Sadly, the same can’t be said about President Obama’s budget proposal, or that of the Senate Democrats, which is nonexistent. In defiance of the Budget and Impoundment Act of 1974, which mandates that Congress put forth a budget each year, the Democratic-controlled Senate hasn’t even attempted to do so for the past three years running, a self-serving political calculation and a disheartening abdication of responsibility in increasingly perilous times.

As for the President’s plan, he offers only two significant proposals to reduce the deficit: raise taxes on the wealthy, and cut defense spending. However, the President’s proposed tax hikes on the wealthy would only cover about 20% of his proposed deficit spending. And since 8 out of 10 small businesses file their tax returns as individuals, many of them would be hit by an increase in upper-bracket individual income tax rates, leading to lower economic growth and fewer jobs, and thus less revenue. The President’s proposed cuts in defense don’t even come close to making up the remaining 80% of the massive gap between federal expenditures and revenues.

President Obama’s 2013 budget runs a nearly $1 trillion deficit, following three consecutive years of deficits in excess of $1 trillion. It is an understatement to say that fiscal responsibility is not a priority for this administration.

The President’s 2013 budget doesn’t touch mandatory spending programs like Social Security, Medicare, and Medicaid, which account for between 55 and 60% of federal spending and are growing at a much faster rate than discretionary spending. Medicare is by far the biggest driver of debt in the years to come; Medicare spending as a percent of GDP is projected to more than double over the next two and a half decades as medical costs continue to soar and Baby Boomers reach retirement age.

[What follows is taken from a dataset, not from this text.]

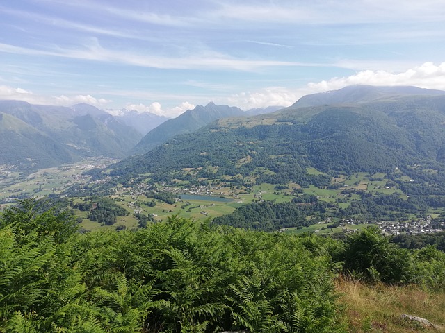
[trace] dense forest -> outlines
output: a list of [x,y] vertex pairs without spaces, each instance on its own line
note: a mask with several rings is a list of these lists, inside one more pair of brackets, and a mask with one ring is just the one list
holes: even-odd
[[445,253],[376,228],[344,240],[178,216],[77,232],[68,211],[26,199],[0,216],[3,332],[345,332],[333,281],[445,289]]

Ryan, in his budget, proposes shifting Medicare from a pay-for-service model to a premium support model, introducing competition between insurance companies to drive down costs. The plan has attracted the support of several prominent Democrats, including Senator Ron Wyden (D-OR), former Senator Pete Domenici (D-NM), and former Clinton Administration OMB Director Alice Rivlin.

But not President Obama. As The Wall Street Journal noted this week, “the White House in its re-election bunker claims that all of this will ‘destroy Medicare as we know it,’ but in fact it is the only reform that will prevent Medicare from destroying itself. Mr. Obama’s demagoguery on this subject is his Presidency at its most cynical.”

It’s fine if President Obama disagrees with Ryan’s Medicare reforms, but if he does, he has a responsibility to put forth an alternate plan. At the rate Medicare is growing, over the next several decades, it will either go bankrupt, crowd out all non-mandatory federal spending, force massive tax increases, and/or contribute so much to the debt that there will be little hope of avoiding a debt crisis. None of these outcomes is acceptable.

Last fall, President Clinton’s former Chief of Staff Erskine Bowles, the Democratic co-chair of the Obama-appointed Bowles-Simpson Commission, said, “I think we face the most predictable economic crisis in history.  A lot of us sitting in this room didn’t see this last crisis as it came upon us.  But this one is really easy to see.  The fiscal path we are on today is simply not sustainable.”

President Obama has chosen to ignore this warning so far. It may be good politics in the short term to avoid laying out any sort of serious plan to cut deficits and begin to pay off debt, instead choosing to demagogue those who have, such as Chairman Ryan. But while avoiding hard choices now may improve the President’s reelection prospects in the fall, continuing to do so for much longer will result in devastating consequences for the country’s future.